Zu unerwünschten Konsequenzen wird mit Sicherheit auch der gerade laufende Krieg der USA gegen Afghanistan führen, den US-Präsident Bush als Krieg gegen „das Böse“ definiert hat. Dieser Überzeugung ist zum Beispiel Robert Pfaltzgraff, Politikprofessor an der Tufts-Universität in Medford/Massachusetts: „Wir haben eine optimistische Auffassung über den Ausgang dieses Konfliktes“, erklärte Pfaltzgraff. „Wenn wir den Terrorismus ausmerzen, werden wir eine friedfertigere Welt haben. Wir müssen optimistisch sein, aber wir müssen gleichzeitig im Auge behalten, daß wir neue Probleme schaffen werden. Um hier nur einige dieser zukünftigen Probleme zu nennen: Destabilisierung von Staaten, die an Afghanistan angrenzen; nachhaltige Störung des Machtgleichgewichtes in der Region; Entfachung eines pan-islamischen Aufstandes.“

Die Erfahrungen der Vergangenheit lehren, daß mit dem Ende der heißen Phase eines Krieges das militärische Engagement der USA keineswegs zu Ende ist.
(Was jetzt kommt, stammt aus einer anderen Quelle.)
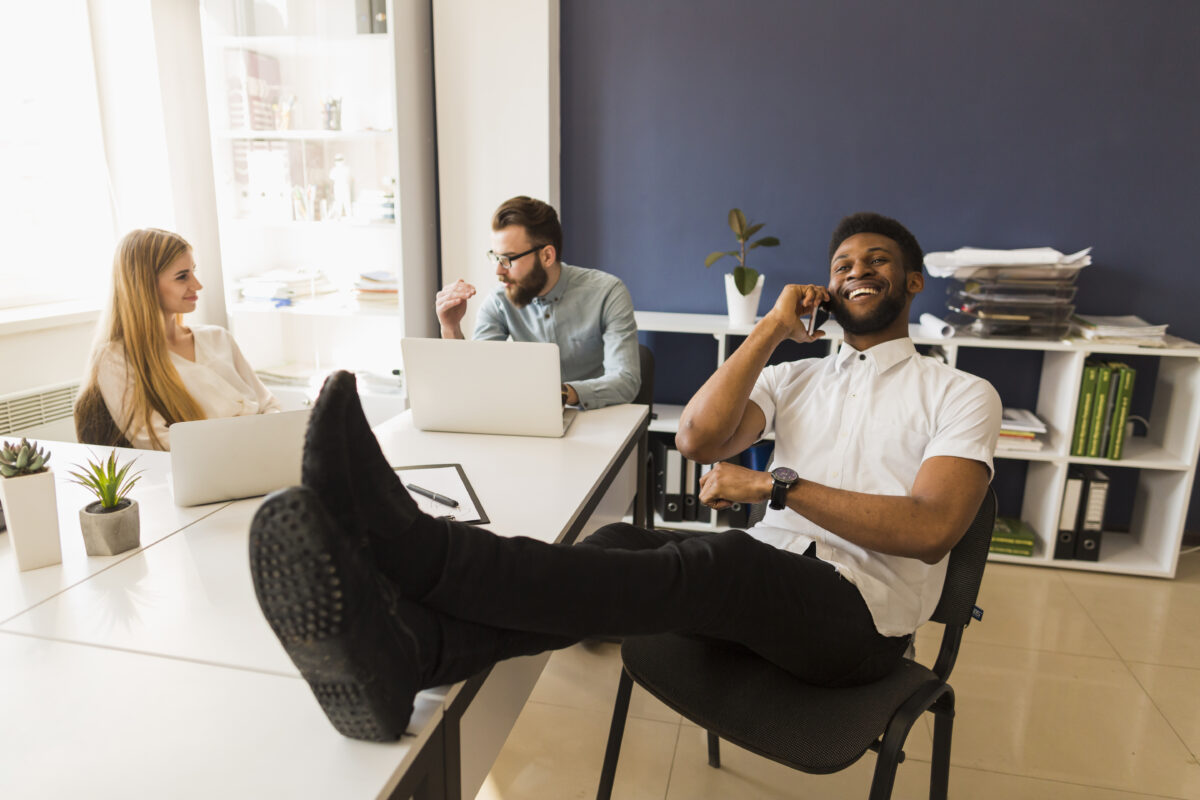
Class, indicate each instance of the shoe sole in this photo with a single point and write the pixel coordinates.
(360, 662)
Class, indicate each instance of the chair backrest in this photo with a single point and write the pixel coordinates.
(646, 360)
(96, 427)
(964, 572)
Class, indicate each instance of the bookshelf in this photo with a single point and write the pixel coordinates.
(1162, 463)
(321, 132)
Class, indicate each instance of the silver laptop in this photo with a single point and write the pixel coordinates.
(467, 386)
(235, 457)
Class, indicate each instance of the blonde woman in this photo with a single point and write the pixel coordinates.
(148, 370)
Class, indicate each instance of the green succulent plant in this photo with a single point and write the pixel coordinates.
(106, 481)
(24, 458)
(744, 277)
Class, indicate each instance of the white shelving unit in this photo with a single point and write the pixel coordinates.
(1165, 458)
(299, 91)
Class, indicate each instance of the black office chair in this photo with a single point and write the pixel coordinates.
(738, 696)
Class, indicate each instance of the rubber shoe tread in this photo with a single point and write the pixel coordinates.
(359, 660)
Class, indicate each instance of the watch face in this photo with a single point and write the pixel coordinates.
(784, 474)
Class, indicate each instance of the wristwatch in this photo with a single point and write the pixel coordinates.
(785, 479)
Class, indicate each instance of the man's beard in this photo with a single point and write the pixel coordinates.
(521, 293)
(883, 314)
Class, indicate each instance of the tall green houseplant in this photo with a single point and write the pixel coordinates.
(744, 277)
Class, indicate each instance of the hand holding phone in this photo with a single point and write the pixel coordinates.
(817, 318)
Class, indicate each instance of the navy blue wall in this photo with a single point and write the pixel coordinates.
(993, 124)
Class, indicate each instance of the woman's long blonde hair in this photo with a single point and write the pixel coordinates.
(135, 322)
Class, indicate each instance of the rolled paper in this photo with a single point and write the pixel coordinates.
(935, 326)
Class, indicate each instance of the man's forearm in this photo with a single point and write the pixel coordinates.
(709, 422)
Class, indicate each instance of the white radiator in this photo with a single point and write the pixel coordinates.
(35, 413)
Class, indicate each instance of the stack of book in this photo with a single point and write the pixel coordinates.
(1012, 536)
(377, 287)
(281, 287)
(1104, 396)
(1021, 429)
(1081, 519)
(1120, 330)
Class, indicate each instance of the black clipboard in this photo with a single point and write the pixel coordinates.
(466, 485)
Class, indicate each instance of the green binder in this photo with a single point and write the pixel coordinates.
(1121, 413)
(1084, 408)
(1099, 410)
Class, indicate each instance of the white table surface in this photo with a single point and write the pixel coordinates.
(154, 673)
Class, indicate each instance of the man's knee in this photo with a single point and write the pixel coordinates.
(621, 535)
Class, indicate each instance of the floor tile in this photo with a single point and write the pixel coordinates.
(1069, 719)
(557, 752)
(586, 677)
(1147, 620)
(1033, 608)
(1174, 690)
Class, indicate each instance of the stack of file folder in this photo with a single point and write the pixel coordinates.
(1019, 293)
(1021, 429)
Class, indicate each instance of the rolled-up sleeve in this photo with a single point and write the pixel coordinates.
(490, 323)
(622, 367)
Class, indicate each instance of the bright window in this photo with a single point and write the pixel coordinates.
(57, 232)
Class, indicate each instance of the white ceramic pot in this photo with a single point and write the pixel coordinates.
(31, 512)
(743, 308)
(108, 533)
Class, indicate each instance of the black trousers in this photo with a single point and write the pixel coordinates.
(483, 597)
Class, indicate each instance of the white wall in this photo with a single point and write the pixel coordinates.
(498, 122)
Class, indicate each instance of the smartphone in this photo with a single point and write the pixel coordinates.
(820, 314)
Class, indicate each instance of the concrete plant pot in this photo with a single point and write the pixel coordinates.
(31, 512)
(113, 530)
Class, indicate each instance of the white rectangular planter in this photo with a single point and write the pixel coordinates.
(31, 511)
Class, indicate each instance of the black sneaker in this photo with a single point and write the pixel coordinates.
(327, 608)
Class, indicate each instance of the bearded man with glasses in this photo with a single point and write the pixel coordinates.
(587, 313)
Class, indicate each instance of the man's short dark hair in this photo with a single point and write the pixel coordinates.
(539, 220)
(868, 222)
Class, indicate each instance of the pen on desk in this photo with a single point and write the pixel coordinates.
(433, 495)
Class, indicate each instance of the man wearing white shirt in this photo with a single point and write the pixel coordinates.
(882, 459)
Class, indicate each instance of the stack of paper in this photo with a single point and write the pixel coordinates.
(378, 286)
(1021, 429)
(1030, 263)
(285, 284)
(1120, 330)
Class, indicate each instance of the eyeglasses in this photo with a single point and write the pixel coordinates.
(505, 262)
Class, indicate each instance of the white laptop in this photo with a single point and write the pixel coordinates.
(467, 386)
(235, 457)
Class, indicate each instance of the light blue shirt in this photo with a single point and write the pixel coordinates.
(589, 316)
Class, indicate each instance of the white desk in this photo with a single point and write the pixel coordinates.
(153, 673)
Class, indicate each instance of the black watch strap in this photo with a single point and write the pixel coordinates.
(784, 479)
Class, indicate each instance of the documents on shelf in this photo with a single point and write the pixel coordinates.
(970, 262)
(1120, 330)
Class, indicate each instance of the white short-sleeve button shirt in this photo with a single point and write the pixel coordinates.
(865, 422)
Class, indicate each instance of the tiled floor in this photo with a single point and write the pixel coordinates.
(1074, 686)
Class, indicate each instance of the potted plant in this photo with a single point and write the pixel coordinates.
(111, 522)
(743, 286)
(31, 511)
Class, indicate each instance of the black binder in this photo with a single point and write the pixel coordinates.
(1068, 517)
(667, 481)
(1091, 525)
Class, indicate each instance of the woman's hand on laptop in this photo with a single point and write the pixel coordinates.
(451, 305)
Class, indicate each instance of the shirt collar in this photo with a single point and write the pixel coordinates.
(559, 289)
(883, 356)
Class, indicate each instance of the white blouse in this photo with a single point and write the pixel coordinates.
(220, 379)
So dauerte der Golfkrieg gegen den Irak knappe sechs Wochen. Die Bodenoffensive vier Tage. Dennoch hält die militärische Präsenz der USA, insbesondere in Saudi-Arabien, bis heute an. Diese Präsenz hat zu erheblichen Negativreaktionen in der arabischen Welt geführt. Viele Araber waren ernüchtert über den hohen Blutzoll, den die irakische Armee im Golfkrieg zu leisten hatte. Dazu kommen bis heute die Leiden, die der irakischen Zivilbevölkerung durch die Sanktionen der UNO auferlegt worden sind. Untersuchungen wie die von UNICEF im Jahre 1998, die die Sanktionen für den Anstieg der Kindersterblichkeit und der Unterernährung im Irak verantwortlich gemacht haben, haben große Wirkung in der arabischen Welt hinterlassen und zu einer erheblichen Entfremdung von den USA beigetragen.
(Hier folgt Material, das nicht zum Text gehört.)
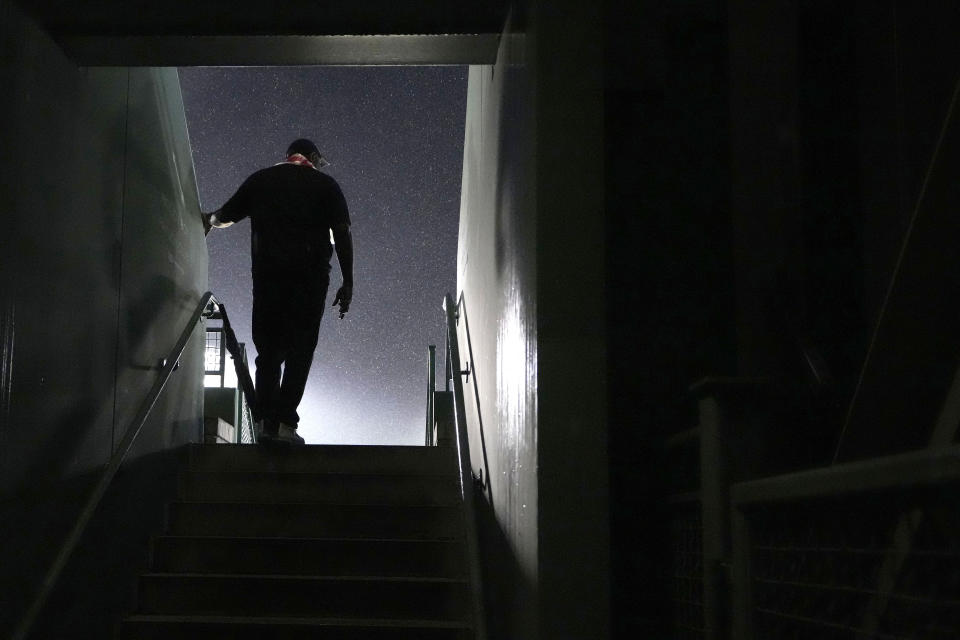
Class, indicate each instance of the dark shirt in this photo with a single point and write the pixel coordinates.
(292, 209)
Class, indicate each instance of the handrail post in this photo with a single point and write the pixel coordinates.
(466, 473)
(431, 388)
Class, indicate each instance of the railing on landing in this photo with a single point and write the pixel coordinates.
(866, 549)
(208, 307)
(462, 442)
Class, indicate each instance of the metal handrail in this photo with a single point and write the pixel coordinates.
(168, 365)
(466, 474)
(431, 389)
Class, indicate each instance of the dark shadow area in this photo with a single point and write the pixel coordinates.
(670, 315)
(505, 587)
(98, 585)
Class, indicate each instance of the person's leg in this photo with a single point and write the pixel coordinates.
(268, 334)
(302, 331)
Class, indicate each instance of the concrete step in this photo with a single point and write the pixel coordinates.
(357, 488)
(152, 627)
(308, 556)
(324, 458)
(304, 596)
(318, 520)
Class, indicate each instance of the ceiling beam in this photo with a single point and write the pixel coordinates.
(248, 50)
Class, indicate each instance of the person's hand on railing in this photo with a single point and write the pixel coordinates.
(343, 298)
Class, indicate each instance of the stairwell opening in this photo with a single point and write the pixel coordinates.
(394, 137)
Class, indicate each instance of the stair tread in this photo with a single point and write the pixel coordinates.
(318, 622)
(301, 539)
(321, 472)
(324, 503)
(303, 578)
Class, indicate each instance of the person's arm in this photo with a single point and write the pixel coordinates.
(234, 210)
(213, 219)
(343, 245)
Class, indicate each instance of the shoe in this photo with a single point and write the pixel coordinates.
(267, 430)
(286, 433)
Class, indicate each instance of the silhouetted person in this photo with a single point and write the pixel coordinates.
(293, 209)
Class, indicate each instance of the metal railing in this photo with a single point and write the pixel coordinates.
(860, 550)
(431, 391)
(466, 474)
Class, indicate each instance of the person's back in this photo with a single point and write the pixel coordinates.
(294, 209)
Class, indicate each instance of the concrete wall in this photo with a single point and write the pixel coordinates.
(530, 270)
(103, 259)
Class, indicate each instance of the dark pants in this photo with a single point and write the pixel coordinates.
(287, 308)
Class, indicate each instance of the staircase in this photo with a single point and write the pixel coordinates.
(331, 542)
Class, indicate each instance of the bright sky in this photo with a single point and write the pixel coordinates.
(394, 136)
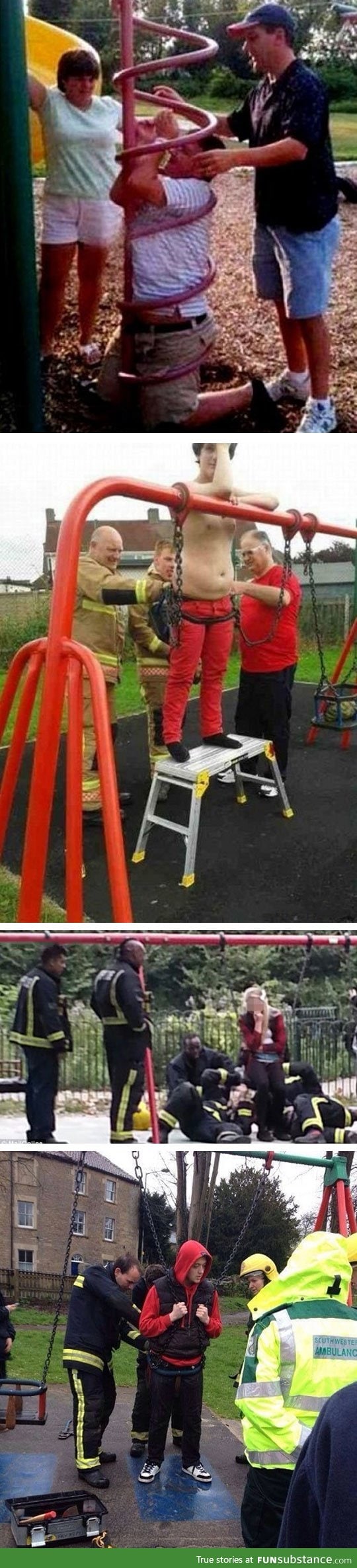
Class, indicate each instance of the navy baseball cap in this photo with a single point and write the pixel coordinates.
(266, 15)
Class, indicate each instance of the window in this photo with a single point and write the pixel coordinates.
(26, 1259)
(80, 1224)
(26, 1212)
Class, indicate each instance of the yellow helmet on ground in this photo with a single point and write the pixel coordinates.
(351, 1247)
(258, 1265)
(141, 1118)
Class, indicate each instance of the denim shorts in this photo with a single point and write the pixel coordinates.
(295, 268)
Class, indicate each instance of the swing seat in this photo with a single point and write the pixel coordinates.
(336, 706)
(15, 1392)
Insbesondere die militärische Beziehung der USA mit Saudi-Arabien hat die inneren Spannungen in diesem Land vertieft. Saudi-Arabien hatte eine Rechnung von 60 Milliarden Dollar zu begleichen, die die Amerikaner für den Krieg gegen Irak aufmachten. Nochmals an die 40 Milliarden Dollar brachte Saudi-Arabien im Laufe der neunziger Jahre für den Kauf amerikanischer Waffen auf. Derart verschwenderische Militärausgaben haben zu erheblichen Etatkürzungen in einem Land geführt, das bisher großzügige Sozialleistungen seitens der Regierung gewohnt war.
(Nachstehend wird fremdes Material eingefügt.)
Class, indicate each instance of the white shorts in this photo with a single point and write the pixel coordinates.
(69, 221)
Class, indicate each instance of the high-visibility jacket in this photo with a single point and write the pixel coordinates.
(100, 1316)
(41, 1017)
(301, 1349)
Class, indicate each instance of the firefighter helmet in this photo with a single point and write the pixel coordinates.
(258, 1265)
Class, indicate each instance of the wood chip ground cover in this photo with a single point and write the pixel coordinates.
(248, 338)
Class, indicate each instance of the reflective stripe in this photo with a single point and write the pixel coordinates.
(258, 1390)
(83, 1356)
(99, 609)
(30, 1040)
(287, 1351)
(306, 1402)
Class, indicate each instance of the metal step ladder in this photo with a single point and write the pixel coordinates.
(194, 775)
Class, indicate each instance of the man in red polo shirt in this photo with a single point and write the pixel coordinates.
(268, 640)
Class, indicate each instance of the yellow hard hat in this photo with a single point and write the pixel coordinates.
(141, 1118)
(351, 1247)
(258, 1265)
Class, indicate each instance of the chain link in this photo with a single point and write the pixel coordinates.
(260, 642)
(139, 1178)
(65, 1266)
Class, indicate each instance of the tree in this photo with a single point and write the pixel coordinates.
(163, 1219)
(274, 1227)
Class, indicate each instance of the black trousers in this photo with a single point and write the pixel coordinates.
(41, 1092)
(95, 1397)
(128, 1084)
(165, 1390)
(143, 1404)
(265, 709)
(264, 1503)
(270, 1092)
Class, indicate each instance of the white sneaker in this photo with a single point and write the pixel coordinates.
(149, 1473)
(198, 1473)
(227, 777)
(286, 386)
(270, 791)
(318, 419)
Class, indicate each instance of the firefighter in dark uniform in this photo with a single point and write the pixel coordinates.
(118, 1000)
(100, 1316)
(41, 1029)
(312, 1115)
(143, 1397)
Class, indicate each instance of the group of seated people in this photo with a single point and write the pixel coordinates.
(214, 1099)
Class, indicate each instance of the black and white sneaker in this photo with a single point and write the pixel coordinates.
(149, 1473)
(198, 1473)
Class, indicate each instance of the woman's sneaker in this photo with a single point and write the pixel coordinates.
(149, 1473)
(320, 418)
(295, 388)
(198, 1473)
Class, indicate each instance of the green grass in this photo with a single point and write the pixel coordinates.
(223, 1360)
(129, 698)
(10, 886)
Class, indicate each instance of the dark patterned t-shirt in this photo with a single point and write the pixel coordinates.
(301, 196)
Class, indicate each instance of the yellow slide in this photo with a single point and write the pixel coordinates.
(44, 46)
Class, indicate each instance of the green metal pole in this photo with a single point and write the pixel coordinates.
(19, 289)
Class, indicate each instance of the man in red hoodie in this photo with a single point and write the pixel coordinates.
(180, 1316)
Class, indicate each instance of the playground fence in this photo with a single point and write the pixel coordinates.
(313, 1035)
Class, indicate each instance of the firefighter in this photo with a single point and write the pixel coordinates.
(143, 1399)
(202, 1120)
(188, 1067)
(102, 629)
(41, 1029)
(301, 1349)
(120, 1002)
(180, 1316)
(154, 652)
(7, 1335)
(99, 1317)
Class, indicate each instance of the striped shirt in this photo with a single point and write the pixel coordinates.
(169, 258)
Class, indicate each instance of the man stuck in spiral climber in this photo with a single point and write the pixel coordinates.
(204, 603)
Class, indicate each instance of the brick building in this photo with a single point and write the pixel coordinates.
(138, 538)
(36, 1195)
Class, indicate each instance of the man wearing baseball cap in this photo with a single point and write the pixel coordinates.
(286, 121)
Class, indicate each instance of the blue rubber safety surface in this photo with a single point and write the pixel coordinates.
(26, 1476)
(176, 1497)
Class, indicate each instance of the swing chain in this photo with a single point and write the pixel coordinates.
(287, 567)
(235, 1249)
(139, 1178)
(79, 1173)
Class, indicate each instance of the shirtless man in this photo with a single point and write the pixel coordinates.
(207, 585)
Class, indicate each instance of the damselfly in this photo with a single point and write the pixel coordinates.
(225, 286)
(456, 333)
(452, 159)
Massive Drohungen von islamischen Extremisten blieben deshalb nicht aus. Bereits 1998 kursierte ein Manifest, das den USA und seinen Alliierten einen „Heiligen Krieg“ androhte, mit dem Ziel, diese aus allen islamischen Staaten herauszuwerfen. Die Beschwerdeliste dieses Manifestes umfasste sowohl die Besetzung der arabischen Halbinsel als auch die US-Aggression gegen das irakische Volk. Mitunterschrieben war dieses Manifest von Führern militanter islamistischer Führer aus Ägypten, Pakistan und Bangladesh. Der Verfasser dieses Manifestes war Bin Laden.

Für Richard Perle, Berater des US-Verteidigungsministeriums, liegen die Fehler bei den Regierungen der Golfregion. Er deutet die unerwünschten „Rückstöße“ („blowbacks“) für die USA in erster Linie als Ausdruck eines grassierendes Neidkomplexes gegenüber den USA. „Wenn man heute in die arabische Welt schaut, die einst große Zivilisationen hervorgebracht hat, dann ist diese, trotz allen Reichtums aufgrund der Ölvorräte, von einem Niedergang geprägt. Es gibt nichts, auf das junge Araber stolz sein könnten.“ Die USA seien nicht die Ursache dieses Problems, meint Perle. Wenn Araber von der Arroganz der USA redeten, sprächen sie im Grunde genommen über den Erfolg der USA.

Perles Auffassung ist keine Einzelmeinung; ähnliches war auch von anderen Experten zu lesen und zu hören. Angesichts einer derartigen Deutung der Dinge steht nicht zu erwarten, daß die USA dem Dilemma entkommen werden, das Robert Pfaltzgraff in die Worte faßte: Die Lösung eines Problems erzeugt ein neues.